In that case, a three-year-old injured her hand in a meat grinder, and
the girl and her parents sued the grinder's manufacturer, Whirlpool. Just as in this appeal, Whirlpool sought
contribution from the parents' liability insurer, Allstate. Allstate's policy excluded coverage for
"bodily injury to an insured person ... whenever any benefit of this
coverage would accrue directly or indirectly to an insured person." Id. at 153, 539 N.W.2d at 886.
In affirming the summary
dismissal of Allstate, the supreme court explained that family exclusion
policies serve the legitima`te purpose of exempting insurers from family member
collusion in intrafamily lawsuits. Id.
at 149, 539 N.W.2d at 885. The court
held that when public policy does not intervene and clear and unambiguous
policy language encompasses contribution claims, the family exclusion
legitimately precludes coverage. Id.
at 155-56, 539 N.W.2d at 887.
Whirlpool applies
here. As in Whirlpool,
the Farmers policy contains an exclusion.
Relying on New York law, the Mlsnas argue that Whirlpool
can be distinguished because, unlike Allstate's policy language in Whirlpool,
the Farmers policy fails to explicitly address cross-claims for contribution,
such as that brought here. We conclude
that this is a distinction without a difference. Although Allstate's exclusion language in Whirlpool
contained a phrase missing here,[3]
the Farmers policy language achieves the same effect.[4]
By the Court.—Order
affirmed.
This opinion will not be
published.

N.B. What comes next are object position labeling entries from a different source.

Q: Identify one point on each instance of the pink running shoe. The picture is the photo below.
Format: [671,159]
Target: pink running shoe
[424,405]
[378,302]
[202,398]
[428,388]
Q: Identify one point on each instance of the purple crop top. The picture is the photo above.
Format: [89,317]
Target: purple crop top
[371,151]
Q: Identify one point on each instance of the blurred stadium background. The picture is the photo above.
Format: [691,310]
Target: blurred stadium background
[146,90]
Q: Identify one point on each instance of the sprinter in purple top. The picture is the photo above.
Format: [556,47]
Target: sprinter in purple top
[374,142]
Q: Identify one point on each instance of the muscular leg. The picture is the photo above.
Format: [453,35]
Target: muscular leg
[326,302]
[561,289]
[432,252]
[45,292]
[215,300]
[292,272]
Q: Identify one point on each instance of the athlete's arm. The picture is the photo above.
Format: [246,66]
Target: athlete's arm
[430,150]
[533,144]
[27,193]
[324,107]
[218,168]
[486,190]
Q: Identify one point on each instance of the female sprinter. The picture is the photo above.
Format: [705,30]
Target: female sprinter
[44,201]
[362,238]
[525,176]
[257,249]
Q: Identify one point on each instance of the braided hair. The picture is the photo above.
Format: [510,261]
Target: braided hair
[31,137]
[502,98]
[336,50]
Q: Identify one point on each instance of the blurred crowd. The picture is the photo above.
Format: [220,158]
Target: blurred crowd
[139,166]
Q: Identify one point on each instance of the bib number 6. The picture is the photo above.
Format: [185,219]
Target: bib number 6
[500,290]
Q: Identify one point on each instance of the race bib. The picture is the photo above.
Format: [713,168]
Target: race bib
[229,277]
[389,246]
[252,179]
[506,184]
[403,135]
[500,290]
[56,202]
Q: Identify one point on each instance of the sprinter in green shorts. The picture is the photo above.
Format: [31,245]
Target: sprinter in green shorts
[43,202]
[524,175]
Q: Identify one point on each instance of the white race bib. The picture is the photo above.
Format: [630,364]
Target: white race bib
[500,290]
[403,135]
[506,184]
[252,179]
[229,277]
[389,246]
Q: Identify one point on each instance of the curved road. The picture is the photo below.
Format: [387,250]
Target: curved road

See Rule 809.23(1)(b)5, Stats.
[3] Specifically, Allstate's policy contained an exclusion for "direct or indirect" benefit to the insured.
[4] The Farmers policy excludes "liability" arising from bodily injury to insureds and insureds' household relatives. Alfa-Laval's third-party action against Farmers is premised on the very liability excluded. As the court stated in Whirlpool Corp. v. Ziebert, 197 Wis.2d 144, 155, 539 N.W.2d 833, 887 (1995), contribution claims are dependent and stem from the original action, having no independent existence.